Lab 0
Getting Started
Welcome to the zeroth lab for CITS2402 Intro to Data Science!
This course is about doing, so let's get started.
The aim of this lab is twofold:
to get you up and running and familiar with the course software
to provide a refresher working with Python
Communicating Online
The official communication platform for notices and questions is help2402.
Getting started with cshelp (help2402) and csmarks
You can access the help server by navigating directly to the address https://secure.csse.uwa.edu.au/run/help2402. It may be useful to bookmark this page.
Log in using your UWA details.
On the help2402 page go to the 'Options' drop down menu and select 'Set your PREFERENCES'.
At the bottom of this page you should set your email preferences to either send an email for each posting, or send a daily digest.
It is important that you set your email preference, so that you receive announcements for the unit.
This is even more important during the pandemic period, where there are no face-to-face lectures.
You can also set other things here such as your preferred photo or avatar.
Please note that this unit does not support anonymous posting.
Finally, use the 'Jump to' menu to jump to csmarks
. This is where marks will be posted during the unit.
Getting Started with discord
The help server is great for asynchronous communication. For the online scheduled labs, in response to the pandemic, it is useful to be able to message and speak in 'real-time'. To assist with this we are trialing the use of a discord
server, in addition to Zoom
(https://www.uwa.edu.au/library/learning-online).
The discord server is called 'CITS2402'. You should have received an email inviting you to join, with a code. If the code has expired, please email for a new code. (This is to avoid trolls.) You are asked to use your real name on the server.
You can use the server through a browser, or download an app for your device(s).
Once you enter the server, in the list on the left you will find some general channels, then under the category 'LABS', a channel called lab-00
for questions or comments related to this lab.

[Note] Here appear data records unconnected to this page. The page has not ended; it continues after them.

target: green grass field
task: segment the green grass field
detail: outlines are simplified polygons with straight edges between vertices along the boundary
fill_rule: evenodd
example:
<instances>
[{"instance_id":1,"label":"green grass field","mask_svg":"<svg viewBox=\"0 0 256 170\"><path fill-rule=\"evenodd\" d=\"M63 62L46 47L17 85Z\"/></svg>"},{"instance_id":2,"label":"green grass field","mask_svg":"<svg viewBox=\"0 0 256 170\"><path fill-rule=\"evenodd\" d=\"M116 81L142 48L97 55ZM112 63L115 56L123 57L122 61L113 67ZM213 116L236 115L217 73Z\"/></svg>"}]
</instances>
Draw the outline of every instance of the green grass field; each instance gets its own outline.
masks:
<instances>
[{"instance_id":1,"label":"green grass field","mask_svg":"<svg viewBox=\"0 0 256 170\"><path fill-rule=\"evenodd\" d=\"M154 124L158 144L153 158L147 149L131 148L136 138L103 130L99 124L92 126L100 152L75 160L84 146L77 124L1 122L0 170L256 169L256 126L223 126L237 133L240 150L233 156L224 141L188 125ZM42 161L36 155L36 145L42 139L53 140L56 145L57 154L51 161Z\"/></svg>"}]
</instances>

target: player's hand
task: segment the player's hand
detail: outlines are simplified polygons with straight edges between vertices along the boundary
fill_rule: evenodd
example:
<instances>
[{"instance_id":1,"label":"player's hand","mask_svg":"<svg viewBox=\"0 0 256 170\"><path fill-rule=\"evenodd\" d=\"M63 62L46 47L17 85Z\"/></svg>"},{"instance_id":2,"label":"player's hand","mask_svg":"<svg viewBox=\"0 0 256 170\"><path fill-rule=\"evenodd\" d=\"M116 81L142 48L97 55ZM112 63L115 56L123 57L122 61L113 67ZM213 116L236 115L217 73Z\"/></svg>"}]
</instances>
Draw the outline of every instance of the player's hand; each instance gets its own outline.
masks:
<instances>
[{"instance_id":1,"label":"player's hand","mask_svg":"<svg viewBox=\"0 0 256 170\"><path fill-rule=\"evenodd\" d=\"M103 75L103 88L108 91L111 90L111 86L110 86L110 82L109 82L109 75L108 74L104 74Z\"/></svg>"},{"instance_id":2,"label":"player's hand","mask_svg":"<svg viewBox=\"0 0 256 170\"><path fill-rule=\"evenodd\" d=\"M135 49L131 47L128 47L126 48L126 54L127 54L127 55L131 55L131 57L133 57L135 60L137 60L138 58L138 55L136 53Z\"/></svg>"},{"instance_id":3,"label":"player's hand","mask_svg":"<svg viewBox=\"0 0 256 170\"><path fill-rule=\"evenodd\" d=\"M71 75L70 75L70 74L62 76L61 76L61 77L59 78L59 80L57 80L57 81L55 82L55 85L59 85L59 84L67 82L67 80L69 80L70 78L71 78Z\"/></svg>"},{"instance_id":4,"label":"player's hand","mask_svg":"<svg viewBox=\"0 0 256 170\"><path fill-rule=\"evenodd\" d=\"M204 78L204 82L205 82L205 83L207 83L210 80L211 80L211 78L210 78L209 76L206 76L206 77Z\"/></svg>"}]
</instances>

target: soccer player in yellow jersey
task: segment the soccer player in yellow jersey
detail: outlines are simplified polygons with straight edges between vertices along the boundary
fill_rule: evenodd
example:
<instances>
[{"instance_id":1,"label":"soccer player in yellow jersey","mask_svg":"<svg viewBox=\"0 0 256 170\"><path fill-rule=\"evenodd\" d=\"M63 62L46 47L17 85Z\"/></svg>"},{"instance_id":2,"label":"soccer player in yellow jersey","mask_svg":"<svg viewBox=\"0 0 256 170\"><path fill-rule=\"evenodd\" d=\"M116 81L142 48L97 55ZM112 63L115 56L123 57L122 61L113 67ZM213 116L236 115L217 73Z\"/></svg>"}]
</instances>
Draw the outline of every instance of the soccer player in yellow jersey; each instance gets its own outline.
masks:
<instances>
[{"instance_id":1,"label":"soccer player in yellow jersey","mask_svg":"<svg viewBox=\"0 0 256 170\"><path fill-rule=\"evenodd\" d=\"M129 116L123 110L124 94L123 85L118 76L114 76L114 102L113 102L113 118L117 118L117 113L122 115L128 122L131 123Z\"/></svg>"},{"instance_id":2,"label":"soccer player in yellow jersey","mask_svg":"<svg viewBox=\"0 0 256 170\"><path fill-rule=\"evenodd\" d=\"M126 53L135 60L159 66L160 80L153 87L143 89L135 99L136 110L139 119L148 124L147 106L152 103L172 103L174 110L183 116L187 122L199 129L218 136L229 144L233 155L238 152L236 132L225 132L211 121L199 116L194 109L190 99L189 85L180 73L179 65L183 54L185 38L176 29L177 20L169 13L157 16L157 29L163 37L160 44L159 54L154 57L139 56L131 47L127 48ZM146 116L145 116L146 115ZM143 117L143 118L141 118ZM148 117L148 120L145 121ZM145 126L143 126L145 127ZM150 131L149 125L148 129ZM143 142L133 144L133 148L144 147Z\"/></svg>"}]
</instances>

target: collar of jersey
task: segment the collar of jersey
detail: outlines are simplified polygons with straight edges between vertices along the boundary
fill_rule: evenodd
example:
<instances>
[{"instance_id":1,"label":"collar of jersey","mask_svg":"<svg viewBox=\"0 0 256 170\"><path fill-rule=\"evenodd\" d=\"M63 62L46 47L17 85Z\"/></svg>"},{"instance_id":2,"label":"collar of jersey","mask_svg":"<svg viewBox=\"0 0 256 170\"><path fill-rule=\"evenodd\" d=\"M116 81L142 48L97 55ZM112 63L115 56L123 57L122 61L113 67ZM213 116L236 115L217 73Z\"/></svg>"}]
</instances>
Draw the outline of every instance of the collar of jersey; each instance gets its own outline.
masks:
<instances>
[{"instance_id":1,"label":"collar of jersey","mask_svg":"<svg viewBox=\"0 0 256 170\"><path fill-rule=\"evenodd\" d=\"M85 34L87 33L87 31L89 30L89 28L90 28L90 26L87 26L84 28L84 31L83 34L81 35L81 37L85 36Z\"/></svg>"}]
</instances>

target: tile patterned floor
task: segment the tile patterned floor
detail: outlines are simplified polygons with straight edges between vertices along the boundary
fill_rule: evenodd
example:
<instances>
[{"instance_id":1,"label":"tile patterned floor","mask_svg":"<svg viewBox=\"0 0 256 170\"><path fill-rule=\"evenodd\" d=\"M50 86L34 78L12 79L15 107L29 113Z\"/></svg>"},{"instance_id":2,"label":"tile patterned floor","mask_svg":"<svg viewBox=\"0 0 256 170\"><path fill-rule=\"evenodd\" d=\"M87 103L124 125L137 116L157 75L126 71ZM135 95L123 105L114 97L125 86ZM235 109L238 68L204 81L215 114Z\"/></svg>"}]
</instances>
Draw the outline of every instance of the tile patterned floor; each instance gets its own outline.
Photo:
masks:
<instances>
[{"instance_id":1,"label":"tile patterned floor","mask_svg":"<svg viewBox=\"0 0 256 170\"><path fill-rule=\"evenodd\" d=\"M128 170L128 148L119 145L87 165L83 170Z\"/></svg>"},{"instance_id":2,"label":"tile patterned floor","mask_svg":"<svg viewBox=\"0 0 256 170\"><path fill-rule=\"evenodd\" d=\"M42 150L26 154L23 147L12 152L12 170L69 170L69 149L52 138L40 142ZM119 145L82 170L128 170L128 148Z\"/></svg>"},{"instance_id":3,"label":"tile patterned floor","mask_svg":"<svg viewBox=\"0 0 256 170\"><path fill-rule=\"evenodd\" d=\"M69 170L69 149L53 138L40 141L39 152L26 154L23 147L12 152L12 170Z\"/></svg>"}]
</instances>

This channel will be monitored during the scheduled lab times. If you need help, the teaching staff will be able to call you. You and the teaching staff can also both look at your notebook on CoCalc (see below) without having to share screens.
Getting Started in CoCalc
As discussed in the lectures we will be using a cloud computing environment provided by CoCalc
. This gives us access to Jupyter notebooks for python programming, the underlying Unix (linux) shell, and some extra facilities like in-built version control, shared workspaces, and assignment distribution and submission.
A key advantage of using this cloud solution is that you don't need specific software on your own machine or device, or to worry about configuration, to ensure we are all using a common environment - all you need is a web browser.
Its better to do than to see, so let's get straight into it!
Signing up
If you are reading this lab sheet in CoCalc then you have already signed up!
If not, you should have received an email to your UWA student email address from the address [email protected]
inviting you to sign up, with the following instructions.
Open CoCalc
Sign up/in using exactly your email address [your address]
Open the project 'CITS2402 Introduction to Data Science'.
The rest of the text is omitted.